Editor’s Note: I believe that the better we understand the causes of addiction, the more likely we will be able to facilitate recovery. This week’s guest writer, Dr. Peggy Compton, is eminently qualified to advance this effort. She has done important research in the area of pain and addiction at the UCLA and Georgetown University Schools of Medicine and is the author of a chapter on this subject in the textbook of the American Society of Addiction Medicine. Anything our readers can do to help her find subjects to answer the questions she raises here about opioid-induced hyperalgesia would be very much appreciated.
By: Peggy Compton, RN, PhD
Robust evidence exists to show that patients on methadone or buprenorphine maintenance treatment are less tolerant of certain types of experimental pain than are healthy, opioid-free control patients matched on age, gender, and ethnicity. Over the course of multiple studies, opioid-maintained patients have been shown to be 42 to 76 percent more sensitive to cold pressor pain than others, which has important implications for the management of their pain in the clinical setting. As opposed to being less valid (and too often perceived as “drug-seeking”), their complaints of pain must be taken seriously and managed thoughtfully.
This relative pain intolerance has been ascribed to the phenomenon of opioid-induced hyperalgesia, which is a condition of generalized increased sensitivity to pain and is readily induced in laboratory animals with the chronic administration of opioids. Unfortunately, a causal role for opioids in producing hyperalgesia has yet to be conclusively demonstrated in patients, both those receiving opioids for the treatment of addiction or chronic pain. The data reflecting hyperalgesia in opioid-dependent patients at this time are cross-sectional only, comparing opioid-dependent and opioid-free samples, but not comparing the same individuals before and after opioid administration. For compelling clinical and ethical reasons, it is near impossible to design such a pre-post study, leaving open the question of whether the hyperalgesia suffered by methadone and buprenorphine patients is, in fact, opioid-induced.

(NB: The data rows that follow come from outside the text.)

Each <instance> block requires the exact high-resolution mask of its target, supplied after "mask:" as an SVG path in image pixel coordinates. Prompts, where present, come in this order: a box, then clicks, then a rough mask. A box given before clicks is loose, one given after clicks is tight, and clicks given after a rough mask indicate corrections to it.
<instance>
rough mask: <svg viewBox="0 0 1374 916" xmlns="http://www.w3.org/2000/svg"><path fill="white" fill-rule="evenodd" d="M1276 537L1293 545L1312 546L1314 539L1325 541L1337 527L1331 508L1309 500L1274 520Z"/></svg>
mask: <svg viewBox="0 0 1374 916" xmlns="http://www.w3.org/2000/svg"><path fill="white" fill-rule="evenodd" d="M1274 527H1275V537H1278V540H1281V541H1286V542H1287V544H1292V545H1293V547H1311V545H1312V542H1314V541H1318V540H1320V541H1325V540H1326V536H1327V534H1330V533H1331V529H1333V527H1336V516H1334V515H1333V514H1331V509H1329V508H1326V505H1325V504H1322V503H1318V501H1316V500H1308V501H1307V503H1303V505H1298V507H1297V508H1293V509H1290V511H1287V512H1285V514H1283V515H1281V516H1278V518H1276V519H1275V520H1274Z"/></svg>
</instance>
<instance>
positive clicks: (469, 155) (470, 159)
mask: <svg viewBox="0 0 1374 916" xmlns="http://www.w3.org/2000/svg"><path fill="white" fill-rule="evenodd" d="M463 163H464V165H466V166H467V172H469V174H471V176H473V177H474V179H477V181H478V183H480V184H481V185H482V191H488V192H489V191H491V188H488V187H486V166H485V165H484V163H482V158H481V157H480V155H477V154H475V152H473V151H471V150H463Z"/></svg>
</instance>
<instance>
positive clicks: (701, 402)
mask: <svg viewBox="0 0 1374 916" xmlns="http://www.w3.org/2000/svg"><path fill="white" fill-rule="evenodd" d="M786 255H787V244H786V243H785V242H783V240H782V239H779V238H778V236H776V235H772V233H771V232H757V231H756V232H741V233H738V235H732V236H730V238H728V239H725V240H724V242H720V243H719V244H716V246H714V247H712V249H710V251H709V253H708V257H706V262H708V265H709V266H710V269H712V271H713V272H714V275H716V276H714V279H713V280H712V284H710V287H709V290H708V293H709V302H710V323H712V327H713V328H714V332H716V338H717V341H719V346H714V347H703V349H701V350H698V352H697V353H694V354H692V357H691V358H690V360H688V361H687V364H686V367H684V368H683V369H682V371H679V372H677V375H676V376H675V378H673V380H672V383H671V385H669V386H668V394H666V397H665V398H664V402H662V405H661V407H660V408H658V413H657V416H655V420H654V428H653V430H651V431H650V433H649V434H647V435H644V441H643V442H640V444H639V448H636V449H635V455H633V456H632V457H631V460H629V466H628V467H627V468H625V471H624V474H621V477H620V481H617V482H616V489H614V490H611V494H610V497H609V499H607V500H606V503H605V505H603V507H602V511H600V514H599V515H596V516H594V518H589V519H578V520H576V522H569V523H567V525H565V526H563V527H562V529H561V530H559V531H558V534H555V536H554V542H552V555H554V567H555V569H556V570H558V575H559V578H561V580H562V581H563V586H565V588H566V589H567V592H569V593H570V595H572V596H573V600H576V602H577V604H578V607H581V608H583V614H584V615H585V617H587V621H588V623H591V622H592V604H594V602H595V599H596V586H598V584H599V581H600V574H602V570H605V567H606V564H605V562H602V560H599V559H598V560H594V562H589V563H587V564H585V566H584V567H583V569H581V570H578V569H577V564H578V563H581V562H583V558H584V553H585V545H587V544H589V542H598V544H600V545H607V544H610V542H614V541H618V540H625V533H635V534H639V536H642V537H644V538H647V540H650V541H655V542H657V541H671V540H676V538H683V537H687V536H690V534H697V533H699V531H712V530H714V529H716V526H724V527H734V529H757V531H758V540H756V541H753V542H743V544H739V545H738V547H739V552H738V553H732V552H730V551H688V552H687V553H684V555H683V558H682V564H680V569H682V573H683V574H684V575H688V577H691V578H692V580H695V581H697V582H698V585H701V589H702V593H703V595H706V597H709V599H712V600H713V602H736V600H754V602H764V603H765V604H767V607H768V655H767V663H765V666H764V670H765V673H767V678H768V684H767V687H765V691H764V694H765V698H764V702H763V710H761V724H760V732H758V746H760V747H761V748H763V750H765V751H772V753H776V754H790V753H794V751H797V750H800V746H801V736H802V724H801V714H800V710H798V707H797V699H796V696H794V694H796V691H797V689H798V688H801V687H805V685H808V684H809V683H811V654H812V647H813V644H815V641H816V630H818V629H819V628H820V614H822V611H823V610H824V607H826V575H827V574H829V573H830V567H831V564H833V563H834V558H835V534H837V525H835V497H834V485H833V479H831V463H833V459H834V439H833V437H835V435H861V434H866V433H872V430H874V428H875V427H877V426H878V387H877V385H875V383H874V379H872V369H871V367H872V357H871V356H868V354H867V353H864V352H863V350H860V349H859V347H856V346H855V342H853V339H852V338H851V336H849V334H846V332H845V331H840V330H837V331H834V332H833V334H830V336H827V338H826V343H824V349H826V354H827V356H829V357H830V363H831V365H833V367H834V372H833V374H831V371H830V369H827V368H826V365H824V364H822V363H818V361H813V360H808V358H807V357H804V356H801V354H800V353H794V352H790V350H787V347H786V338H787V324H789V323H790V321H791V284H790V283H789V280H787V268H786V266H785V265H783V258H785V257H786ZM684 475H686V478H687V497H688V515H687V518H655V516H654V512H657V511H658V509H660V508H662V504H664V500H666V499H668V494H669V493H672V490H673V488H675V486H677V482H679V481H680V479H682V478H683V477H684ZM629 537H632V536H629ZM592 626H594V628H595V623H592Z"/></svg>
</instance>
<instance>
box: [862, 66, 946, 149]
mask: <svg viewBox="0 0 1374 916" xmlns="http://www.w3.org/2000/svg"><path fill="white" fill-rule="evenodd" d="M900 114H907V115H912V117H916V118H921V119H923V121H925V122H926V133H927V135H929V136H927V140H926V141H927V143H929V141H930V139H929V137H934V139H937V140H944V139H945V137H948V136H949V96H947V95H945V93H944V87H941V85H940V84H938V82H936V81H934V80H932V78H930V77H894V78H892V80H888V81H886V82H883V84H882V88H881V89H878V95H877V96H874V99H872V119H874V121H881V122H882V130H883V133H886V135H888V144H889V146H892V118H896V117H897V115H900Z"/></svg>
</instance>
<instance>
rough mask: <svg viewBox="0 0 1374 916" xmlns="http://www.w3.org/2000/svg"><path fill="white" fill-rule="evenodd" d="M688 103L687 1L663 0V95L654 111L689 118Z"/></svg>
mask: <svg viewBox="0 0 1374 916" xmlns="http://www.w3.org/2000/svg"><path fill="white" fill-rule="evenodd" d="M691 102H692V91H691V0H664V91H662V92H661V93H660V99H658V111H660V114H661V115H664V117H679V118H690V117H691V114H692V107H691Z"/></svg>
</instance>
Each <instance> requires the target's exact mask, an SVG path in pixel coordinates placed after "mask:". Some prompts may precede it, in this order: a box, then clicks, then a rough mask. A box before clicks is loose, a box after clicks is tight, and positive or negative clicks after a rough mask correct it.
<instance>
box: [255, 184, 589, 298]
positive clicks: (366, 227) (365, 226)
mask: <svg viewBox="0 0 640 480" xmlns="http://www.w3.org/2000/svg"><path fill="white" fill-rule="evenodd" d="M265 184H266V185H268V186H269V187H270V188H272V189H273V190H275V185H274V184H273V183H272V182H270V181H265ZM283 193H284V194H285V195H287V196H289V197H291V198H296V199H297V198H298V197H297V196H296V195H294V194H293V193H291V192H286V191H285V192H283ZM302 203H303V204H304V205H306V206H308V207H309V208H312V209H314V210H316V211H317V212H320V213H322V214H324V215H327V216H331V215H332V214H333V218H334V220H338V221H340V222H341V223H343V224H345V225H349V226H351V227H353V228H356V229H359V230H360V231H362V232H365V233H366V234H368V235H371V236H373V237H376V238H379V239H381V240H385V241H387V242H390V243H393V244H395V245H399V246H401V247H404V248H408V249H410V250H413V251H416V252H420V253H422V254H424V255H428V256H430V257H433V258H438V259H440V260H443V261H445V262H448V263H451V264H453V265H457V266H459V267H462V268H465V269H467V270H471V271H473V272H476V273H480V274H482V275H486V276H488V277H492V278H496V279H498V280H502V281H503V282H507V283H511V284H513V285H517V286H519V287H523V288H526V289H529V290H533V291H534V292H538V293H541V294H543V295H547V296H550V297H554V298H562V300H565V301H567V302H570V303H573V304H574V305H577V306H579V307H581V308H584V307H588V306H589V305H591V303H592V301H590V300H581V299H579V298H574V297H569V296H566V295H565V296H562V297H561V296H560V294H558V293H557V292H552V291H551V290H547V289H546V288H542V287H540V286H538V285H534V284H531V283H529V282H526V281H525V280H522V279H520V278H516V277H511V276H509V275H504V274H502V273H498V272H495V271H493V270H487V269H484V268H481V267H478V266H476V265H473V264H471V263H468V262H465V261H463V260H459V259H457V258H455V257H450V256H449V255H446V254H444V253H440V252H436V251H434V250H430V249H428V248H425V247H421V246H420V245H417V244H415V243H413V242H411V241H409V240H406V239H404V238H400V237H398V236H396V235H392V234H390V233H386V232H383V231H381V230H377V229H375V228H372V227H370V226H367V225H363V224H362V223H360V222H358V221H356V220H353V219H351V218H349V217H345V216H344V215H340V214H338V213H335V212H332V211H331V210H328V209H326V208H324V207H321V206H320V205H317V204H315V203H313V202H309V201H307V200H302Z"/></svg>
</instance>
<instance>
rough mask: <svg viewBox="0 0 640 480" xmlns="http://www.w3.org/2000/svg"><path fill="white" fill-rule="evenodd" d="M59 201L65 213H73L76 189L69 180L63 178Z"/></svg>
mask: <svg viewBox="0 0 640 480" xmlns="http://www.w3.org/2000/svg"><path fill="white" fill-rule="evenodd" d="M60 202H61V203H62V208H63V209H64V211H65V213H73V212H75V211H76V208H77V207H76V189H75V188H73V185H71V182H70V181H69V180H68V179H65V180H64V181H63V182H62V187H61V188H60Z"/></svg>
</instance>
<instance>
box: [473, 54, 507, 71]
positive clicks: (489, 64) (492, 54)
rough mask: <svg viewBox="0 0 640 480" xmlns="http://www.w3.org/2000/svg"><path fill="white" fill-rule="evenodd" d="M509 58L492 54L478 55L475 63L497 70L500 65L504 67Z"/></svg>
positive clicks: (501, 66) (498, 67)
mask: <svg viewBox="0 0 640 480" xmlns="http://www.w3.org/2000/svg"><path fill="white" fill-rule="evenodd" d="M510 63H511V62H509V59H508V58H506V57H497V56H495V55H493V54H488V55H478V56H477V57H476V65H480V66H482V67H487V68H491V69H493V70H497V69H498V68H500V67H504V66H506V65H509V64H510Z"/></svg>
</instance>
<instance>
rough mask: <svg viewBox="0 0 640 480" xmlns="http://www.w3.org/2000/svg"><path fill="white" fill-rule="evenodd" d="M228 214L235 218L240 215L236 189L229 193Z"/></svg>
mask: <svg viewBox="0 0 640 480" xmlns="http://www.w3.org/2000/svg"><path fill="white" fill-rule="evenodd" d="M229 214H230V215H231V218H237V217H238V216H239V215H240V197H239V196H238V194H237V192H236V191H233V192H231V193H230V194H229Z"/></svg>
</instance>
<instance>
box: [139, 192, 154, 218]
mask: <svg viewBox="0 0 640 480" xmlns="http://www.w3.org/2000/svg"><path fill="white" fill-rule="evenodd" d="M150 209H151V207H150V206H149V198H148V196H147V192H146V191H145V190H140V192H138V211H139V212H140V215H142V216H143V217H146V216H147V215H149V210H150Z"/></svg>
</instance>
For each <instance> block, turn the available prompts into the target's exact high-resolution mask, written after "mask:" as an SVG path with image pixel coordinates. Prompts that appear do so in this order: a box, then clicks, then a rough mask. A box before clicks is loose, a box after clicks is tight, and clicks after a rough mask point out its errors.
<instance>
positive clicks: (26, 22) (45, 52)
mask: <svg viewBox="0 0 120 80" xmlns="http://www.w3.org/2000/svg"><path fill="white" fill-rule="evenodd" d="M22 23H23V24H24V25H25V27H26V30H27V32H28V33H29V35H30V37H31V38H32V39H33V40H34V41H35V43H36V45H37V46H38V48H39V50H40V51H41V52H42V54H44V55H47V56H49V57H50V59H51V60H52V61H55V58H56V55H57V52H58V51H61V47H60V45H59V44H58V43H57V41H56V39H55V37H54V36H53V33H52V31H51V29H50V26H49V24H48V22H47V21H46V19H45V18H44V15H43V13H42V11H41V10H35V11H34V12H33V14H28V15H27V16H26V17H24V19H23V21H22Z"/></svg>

Countering evidence suggests that rather than being opioid-induced, people who develop opioid use problems are relatively pain sensitive persons by nature and perhaps more likely to find the drugs rewarding. It is known that on experimental pain testing, people vary widely in their pain tolerance responses, with a subgroup being very sensitive to pain. Could it be that people in this subgroup are more likely to find themselves in opioid maintenance treatment than others? Animal data show that strains of mice that have poor pain tolerance are also likely to find opioids highly reinforcing, supporting this hypothesis. It is possible that this increased sensitivity to discomfort makes the opioid withdrawal experience more distressing for those dependent on opioids and therefore seekers of opioid maintenance treatment.
Another approach to testing the causal role of opioids in the hyperalgesia noted in opioid treatment patients is to follow their pain responses as they gradually withdraw from opioids. If opioids induce hyperalgesia, it follows that removing them should improve pain responses. A single, small study by Dorit Pud and colleagues1 almost a decade ago showed that experimental pain tolerance did not improve over the course of a 30-day inpatient detoxification, suggesting a trait, not state, mechanism. These findings require replication in larger samples to be supported and most likely will require a longer follow-up period to detect pain response changes. Growing evidence in the pain field supports an opioid-induced hyperalgesia component to chronic pain, such that taking patients off opioids improves their overall pain outcomes.
To test the causal nature of opioid-induced hyperalgesia in opioid dependent patients, our research team is actively looking for clinical partners who offer opioid discontinuation treatment to enable examination of patients’ pain responses as they become drug-free, and (as possible) at 3, 6 and 12 months post-discharge. It is anticipated that this prospective empirical approach will better help determine if the opioid-induced hyperalgesia identified in opioid dependent patients is, in fact, opioid induced.
1Pud et al., Drug Alcohol Depend. 2006 May 20;82(3):218-23
Peggy Compton, RN, PhD, is a professor and associate dean for research, evaluation and graduate programs at Georgetown University’s School of Nursing & Health Studies.